MOTIFS DE LA DÉCISION
Il sera rappelé que l’article L 434-2 du Code de la sécurité sociale dispose que le taux de l’incapacité permanente est déterminé d’après la nature de l’infirmité, l’état général, l’âge, les facultés physiques et mentales de la victime ainsi que d’après ses aptitudes et sa qualification professionnelle, compte tenu d’un barème indicatif d’invalidité.
En pratique, le taux d’IPP est composé de deux éléments :
Un taux médical fixé conformément au barème annexé à l’article R 434-32 du code précité,
Un taux socioprofessionnel prenant en compte l’impact des séquelles présentées par le salarié sur sa vie professionnelle.
Selon les dispositions de l’article L 434-2 alinéa 1er du Code de la sécurité sociale, le taux de l’incapacité permanente est déterminé d’après la nature de l’infirmité, l’état général, l’âge, les facultés physiques et mentales de la victime ainsi que d’après ses aptitudes et sa qualification professionnelle, compte tenu d’un barème indicatif d’invalidité.

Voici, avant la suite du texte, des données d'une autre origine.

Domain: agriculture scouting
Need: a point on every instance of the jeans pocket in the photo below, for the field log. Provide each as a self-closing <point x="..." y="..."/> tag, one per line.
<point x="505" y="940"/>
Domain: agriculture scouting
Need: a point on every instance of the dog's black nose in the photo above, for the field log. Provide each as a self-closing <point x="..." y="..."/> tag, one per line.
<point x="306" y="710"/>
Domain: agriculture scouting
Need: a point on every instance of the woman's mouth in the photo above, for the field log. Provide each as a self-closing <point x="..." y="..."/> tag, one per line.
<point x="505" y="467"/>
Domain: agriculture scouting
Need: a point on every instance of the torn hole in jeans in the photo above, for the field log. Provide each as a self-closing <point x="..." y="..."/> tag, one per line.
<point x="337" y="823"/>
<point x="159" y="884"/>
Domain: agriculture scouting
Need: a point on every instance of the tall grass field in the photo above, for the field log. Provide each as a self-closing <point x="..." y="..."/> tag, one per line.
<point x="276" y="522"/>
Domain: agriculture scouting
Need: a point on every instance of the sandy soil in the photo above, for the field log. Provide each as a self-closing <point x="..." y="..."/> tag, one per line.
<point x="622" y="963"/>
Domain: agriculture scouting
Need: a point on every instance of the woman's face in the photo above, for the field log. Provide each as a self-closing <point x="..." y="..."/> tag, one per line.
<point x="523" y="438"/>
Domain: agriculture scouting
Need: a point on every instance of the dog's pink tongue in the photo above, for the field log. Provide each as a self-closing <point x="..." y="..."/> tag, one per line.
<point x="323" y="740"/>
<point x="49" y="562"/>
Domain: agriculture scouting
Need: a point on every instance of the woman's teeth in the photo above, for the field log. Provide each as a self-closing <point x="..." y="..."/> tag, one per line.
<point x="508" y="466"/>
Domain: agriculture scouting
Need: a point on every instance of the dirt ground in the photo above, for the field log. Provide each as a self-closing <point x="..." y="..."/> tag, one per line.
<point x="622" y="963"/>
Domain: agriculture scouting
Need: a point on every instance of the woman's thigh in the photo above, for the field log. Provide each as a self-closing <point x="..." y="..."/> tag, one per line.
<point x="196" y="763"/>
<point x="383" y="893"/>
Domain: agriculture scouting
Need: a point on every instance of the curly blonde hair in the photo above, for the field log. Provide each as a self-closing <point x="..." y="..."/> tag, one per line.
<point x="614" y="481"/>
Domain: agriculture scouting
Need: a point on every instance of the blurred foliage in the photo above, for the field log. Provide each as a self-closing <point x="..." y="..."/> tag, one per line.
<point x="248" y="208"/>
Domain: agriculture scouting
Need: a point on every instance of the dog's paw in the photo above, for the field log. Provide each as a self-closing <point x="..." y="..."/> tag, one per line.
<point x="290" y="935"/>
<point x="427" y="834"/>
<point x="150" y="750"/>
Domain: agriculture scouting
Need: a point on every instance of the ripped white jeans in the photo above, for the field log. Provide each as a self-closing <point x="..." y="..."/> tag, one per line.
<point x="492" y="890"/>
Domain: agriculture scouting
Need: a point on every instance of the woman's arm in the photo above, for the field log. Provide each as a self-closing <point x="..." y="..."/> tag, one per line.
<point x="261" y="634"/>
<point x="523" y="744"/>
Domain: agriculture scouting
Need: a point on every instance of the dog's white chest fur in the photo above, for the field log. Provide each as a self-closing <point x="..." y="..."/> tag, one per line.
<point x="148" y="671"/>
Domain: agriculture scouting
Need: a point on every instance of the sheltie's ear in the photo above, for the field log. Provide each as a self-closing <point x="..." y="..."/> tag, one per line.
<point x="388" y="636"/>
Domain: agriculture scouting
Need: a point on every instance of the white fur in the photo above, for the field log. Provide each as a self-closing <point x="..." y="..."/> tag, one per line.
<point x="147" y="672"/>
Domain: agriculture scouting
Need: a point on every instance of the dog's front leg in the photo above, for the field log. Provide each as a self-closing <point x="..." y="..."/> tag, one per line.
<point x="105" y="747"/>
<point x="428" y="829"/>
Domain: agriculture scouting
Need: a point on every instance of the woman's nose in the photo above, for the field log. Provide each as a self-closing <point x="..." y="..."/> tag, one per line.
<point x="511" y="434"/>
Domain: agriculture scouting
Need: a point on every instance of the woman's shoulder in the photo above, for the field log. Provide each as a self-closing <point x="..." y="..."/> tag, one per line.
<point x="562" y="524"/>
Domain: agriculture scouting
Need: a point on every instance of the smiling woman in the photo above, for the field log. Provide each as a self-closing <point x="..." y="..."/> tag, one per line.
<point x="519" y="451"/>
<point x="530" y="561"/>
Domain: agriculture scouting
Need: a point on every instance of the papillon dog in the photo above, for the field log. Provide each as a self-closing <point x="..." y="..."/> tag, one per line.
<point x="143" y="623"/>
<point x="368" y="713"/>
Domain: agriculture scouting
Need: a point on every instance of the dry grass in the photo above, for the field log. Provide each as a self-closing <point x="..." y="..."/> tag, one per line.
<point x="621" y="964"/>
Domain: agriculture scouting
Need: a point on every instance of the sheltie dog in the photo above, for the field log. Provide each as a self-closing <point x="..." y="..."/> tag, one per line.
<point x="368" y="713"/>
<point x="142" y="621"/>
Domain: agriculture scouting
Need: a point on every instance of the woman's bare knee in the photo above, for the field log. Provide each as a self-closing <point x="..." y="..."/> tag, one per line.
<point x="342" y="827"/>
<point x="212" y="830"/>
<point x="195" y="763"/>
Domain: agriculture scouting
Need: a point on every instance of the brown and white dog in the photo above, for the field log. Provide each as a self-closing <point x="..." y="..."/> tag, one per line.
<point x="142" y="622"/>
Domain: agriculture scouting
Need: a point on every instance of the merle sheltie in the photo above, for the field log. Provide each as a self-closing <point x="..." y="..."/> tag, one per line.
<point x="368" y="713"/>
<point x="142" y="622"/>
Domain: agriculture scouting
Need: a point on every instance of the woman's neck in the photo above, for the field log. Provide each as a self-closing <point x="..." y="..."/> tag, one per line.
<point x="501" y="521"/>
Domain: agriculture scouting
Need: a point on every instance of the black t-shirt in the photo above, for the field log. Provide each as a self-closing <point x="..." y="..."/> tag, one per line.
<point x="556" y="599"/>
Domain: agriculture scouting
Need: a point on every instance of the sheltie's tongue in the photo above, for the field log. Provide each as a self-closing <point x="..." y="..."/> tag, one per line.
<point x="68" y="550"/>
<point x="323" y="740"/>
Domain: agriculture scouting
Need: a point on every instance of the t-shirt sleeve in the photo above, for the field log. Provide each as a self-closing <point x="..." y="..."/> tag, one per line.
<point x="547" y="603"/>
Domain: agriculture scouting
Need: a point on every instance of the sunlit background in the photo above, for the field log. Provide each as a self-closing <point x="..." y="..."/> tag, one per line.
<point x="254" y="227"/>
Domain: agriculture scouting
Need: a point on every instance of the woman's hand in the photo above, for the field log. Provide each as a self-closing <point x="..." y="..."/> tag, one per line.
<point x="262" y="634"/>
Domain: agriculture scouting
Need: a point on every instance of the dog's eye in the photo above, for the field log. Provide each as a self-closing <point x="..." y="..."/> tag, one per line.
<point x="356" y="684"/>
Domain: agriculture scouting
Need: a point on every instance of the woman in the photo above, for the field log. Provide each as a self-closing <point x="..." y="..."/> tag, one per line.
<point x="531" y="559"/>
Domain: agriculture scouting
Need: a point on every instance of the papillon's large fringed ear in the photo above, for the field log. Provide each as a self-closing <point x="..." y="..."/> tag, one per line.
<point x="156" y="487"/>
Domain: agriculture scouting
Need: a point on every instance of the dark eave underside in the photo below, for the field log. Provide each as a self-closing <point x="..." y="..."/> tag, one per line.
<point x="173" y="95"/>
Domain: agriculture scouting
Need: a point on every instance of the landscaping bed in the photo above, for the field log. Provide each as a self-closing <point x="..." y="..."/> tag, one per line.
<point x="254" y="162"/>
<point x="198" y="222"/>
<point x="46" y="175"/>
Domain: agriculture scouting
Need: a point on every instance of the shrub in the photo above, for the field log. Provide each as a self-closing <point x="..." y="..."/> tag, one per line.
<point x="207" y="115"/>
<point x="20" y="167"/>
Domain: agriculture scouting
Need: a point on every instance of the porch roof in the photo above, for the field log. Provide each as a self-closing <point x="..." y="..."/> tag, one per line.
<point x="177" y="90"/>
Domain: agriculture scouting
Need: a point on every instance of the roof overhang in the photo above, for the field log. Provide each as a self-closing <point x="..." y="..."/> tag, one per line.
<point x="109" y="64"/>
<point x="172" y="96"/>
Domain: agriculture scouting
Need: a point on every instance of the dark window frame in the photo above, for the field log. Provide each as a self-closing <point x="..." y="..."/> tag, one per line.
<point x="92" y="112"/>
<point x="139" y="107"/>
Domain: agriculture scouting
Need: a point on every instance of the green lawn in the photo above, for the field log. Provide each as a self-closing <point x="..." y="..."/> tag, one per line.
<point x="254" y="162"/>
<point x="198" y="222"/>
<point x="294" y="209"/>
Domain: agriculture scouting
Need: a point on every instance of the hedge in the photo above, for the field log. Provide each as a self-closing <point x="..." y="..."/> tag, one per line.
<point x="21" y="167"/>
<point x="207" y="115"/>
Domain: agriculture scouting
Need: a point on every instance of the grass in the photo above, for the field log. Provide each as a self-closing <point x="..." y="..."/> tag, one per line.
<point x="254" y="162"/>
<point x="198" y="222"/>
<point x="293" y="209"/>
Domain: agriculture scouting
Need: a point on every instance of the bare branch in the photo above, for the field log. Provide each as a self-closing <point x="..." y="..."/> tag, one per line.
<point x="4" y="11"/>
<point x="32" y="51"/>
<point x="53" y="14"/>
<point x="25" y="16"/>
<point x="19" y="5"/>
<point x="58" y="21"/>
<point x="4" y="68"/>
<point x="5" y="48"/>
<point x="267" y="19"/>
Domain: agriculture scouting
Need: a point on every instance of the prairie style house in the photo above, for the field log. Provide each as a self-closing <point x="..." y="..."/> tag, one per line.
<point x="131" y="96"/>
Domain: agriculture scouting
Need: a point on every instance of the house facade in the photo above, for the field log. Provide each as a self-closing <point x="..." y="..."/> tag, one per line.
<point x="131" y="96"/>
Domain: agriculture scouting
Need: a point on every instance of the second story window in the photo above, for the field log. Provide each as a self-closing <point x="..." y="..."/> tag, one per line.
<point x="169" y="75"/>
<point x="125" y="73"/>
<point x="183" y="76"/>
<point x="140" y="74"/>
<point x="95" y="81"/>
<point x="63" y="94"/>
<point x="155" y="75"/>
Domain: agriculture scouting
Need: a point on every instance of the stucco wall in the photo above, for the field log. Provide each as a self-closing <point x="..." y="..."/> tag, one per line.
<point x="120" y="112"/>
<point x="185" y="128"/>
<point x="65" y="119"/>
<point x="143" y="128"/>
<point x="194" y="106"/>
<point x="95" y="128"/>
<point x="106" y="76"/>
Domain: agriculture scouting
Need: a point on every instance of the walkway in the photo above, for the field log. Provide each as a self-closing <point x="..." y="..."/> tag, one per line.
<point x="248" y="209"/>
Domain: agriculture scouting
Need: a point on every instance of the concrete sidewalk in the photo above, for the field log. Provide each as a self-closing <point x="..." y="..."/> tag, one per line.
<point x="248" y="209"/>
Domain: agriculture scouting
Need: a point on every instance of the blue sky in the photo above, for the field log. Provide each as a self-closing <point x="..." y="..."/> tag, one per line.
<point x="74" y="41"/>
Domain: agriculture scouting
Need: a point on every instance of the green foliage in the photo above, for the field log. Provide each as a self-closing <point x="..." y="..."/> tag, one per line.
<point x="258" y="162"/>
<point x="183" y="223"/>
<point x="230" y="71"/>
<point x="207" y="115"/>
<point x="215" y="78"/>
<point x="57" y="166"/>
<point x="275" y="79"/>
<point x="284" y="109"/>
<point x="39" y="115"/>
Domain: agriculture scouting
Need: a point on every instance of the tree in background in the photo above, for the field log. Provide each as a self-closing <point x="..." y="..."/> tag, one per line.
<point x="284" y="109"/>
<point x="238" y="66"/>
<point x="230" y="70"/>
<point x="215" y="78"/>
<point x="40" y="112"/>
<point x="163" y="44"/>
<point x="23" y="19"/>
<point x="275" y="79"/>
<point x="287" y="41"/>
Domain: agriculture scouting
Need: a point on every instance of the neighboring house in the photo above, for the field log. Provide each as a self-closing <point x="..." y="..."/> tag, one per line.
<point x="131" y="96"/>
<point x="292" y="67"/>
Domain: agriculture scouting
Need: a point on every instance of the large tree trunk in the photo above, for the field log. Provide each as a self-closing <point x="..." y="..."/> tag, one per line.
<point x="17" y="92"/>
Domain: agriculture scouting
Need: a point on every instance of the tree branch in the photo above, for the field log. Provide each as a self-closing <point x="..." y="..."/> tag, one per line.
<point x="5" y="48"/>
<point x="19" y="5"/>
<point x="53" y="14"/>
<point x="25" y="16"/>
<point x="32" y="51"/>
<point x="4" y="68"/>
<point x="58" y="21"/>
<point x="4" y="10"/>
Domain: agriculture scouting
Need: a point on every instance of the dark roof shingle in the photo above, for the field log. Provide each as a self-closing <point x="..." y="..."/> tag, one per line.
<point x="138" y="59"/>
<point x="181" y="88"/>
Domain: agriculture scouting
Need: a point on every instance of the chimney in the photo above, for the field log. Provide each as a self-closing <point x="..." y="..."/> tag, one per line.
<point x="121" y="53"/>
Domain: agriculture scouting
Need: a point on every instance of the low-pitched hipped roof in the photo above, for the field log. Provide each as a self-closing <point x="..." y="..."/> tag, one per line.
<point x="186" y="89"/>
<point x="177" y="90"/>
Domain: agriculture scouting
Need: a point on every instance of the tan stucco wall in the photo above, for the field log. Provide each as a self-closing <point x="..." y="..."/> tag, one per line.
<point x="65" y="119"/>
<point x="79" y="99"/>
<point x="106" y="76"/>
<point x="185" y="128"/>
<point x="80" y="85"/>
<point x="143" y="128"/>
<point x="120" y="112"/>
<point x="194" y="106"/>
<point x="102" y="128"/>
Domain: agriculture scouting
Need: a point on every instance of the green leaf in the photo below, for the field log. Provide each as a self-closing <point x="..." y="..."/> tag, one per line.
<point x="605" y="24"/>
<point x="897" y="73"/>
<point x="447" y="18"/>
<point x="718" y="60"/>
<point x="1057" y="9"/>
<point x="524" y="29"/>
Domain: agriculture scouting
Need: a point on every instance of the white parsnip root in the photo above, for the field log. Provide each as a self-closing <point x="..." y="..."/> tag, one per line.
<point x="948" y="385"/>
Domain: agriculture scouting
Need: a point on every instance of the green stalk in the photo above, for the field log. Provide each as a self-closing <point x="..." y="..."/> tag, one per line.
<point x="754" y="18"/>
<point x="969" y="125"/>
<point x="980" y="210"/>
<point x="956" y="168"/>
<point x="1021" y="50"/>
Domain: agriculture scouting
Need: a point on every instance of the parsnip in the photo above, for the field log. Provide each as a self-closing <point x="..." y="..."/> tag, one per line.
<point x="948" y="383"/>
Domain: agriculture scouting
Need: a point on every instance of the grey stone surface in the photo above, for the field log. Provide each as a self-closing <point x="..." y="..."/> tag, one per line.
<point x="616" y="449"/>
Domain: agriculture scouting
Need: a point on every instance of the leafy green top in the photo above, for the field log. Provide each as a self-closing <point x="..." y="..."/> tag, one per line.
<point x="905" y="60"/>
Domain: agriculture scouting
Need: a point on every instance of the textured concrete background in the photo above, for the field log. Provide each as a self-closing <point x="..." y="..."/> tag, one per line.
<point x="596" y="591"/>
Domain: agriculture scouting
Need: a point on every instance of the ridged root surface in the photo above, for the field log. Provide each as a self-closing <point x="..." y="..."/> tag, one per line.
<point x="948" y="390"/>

Selon les dispositions de l’article R 434-32 du code de la sécurité sociale, « au vu de tous les renseignements recueillis, la caisse primaire se prononce sur l’existence d’une incapacité permanente et, le cas échéant, sur le taux de celle-ci et sur le montant de la rente due à la victime ou à ses ayants droit. Les barèmes indicatifs d’invalidité dont il est tenu compte pour la détermination du taux d’incapacité permanente d’une part en matière d’accidents du travail et d’autre part en matière de maladies professionnelles sont annexés au présent livre. Lorsque ce dernier barème ne comporte pas de référence à la lésion considérée, il est fait application du barème indicatif d’invalidité en matière d’accidents du travail […] ».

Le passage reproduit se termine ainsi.